La radio Isanganiro, l’une des rares stations indépendantes ayant recouvré le droit d’émettre après le coup d’État raté de mai 2015, a été sanctionnée pour avoir diffusé la chanson durant l’émission Karidiridimba, une tribune téléphonique qui donne la parole aux Burundais vivant à l’étranger. L’émission en question a été suspendue des ondes pour un mois. Les remontrances du Conseil national de la communication à la radio Isanganiro ne concernent « pas seulement la chanson », explique Ramadhan Karenga, qui lui reproche d’avoir évoqué le rapport d’une association de défense des droits des prisonniers qui accusait lui aussi les autorités d’exactions.

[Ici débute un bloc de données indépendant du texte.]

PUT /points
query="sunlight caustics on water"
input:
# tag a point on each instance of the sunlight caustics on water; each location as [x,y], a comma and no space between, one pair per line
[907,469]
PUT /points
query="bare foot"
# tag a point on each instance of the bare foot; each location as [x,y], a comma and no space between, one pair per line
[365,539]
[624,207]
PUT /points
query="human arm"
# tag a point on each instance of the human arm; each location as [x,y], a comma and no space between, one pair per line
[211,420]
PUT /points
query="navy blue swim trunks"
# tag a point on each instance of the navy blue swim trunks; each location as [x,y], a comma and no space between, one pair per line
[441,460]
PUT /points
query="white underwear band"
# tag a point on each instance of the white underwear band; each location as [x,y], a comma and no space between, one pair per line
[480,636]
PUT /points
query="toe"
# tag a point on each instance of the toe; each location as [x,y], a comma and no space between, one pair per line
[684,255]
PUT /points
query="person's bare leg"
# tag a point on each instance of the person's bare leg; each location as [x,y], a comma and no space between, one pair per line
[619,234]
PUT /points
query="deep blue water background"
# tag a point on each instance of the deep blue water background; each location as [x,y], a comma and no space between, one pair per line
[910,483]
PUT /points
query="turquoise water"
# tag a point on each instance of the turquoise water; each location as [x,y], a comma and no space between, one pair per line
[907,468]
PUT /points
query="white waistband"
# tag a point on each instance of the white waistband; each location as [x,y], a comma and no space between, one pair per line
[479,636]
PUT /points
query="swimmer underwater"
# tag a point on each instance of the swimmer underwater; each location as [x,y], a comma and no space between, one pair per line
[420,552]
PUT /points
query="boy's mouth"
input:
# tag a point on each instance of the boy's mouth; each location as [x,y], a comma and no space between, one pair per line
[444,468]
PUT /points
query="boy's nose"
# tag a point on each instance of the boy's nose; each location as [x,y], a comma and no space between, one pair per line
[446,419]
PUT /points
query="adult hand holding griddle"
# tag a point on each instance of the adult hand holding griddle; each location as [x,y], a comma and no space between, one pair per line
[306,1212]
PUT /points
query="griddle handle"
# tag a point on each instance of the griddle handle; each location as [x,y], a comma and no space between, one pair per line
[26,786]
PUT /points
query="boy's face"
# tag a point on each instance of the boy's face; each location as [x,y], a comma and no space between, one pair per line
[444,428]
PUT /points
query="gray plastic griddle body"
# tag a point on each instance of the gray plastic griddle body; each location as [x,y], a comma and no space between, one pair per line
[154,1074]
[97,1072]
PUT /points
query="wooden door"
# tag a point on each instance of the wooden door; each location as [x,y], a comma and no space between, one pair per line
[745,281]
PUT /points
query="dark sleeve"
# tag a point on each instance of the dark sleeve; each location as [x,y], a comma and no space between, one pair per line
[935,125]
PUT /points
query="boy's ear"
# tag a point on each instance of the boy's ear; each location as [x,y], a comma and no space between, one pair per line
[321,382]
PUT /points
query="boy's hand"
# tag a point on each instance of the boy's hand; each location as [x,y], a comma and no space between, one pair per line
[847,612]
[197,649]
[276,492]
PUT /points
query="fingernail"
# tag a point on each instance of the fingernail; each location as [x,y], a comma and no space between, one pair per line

« Compte tenu du contexte, nous trouvons normal de nous abstenir [de diffuser cette chanson] », a indiqué à La Presse le directeur d’Isanganiro, Samson Maniradukunda. « Le contexte dans lequel nous travaillons est difficile », reconnaît-il en marchant sur des oeufs.

Samson Maniradukunda

La diffusion de la chanson est « un prétexte » utilisé par le pouvoir pour faire taire une émission qu’il « n’aime pas », car les gens qui y participent « sont libres » de s’exprimer puisqu’ils vivent à l’étranger, affirme un ancien journaliste d’Isanganiro, qui a demandé à La Presse de taire son identité pour des raisons de sécurité. « C’est une mise en garde pour dire qu’il ne faut plus donner la parole aux gens qui critiquent le gouvernement ».

L’ancienne présidente d’Isanganiro, Jeanine Nahigombeye, qui vit aujourd’hui en exil, abonde dans le même sens, estimant que « c’est dans la logique du gouvernement actuel de faire taire tout le monde, de ne pas accepter de critique, même des chansons ». « Le gouvernement ne veut que des propagandistes », s’exclame-t-elle.

Jeannine Nahigombeye

Le Burundi n’est pas le premier pays à censurer des chansons, souligne Frank Chalk, de l’Institut montréalais d’études sur le génocide et les droits de la personne de l’Université Concordia, rappelant que la musique de Bob Marley avait été interdite en Afrique du Sud sous le régime d’apartheid. « C’est souvent un signe précurseur du désespoir du régime », qui se sent « anxieux et vulnérable », dit-il.

Frank Chalk

Ce genre de pratique est typique d’un gouvernement qui tente d’assoir son pouvoir, de passer de l’autoritarisme au totalitarisme, analyse la professeure Marie-Ève Desrosiers de l’Université d’Ottawa, spécialiste des Grands Lacs africains. Cette « dérive autoritaire » a commencé bien avant le début de la crise, en avril 2015, dit-elle, mais le régime burundais semble maintenant dans « une stratégie de survie ».

Marie-Ève Desrosiers

Les autorités burundaises ont lancé un recensement des gens ayant un lien d’emploi avec l’État où figure l’appartenance ethnique, rapportent Radio France internationale (RFI) et Deutsche Welle (DW). Quelque 100000 personnes seraient concernées par l’opération, qui suscite de vives inquiétudes au pays ainsi qu’à l’étranger, où l’on s’alarme du risque de génocide. Le gouvernement explique vouloir ainsi s’assurer de respecter l’équilibre entre Tutsis et Hutus prévu par la Constitution du Burundi ; or, les quotas ethniques ne concernent que la police, l’armée et le Parlement, mais pas la fonction publique, a indiqué à DW le spécialiste du Burundi Filip Reyntjens, professeur à l’Université d’Anvers, en Belgique.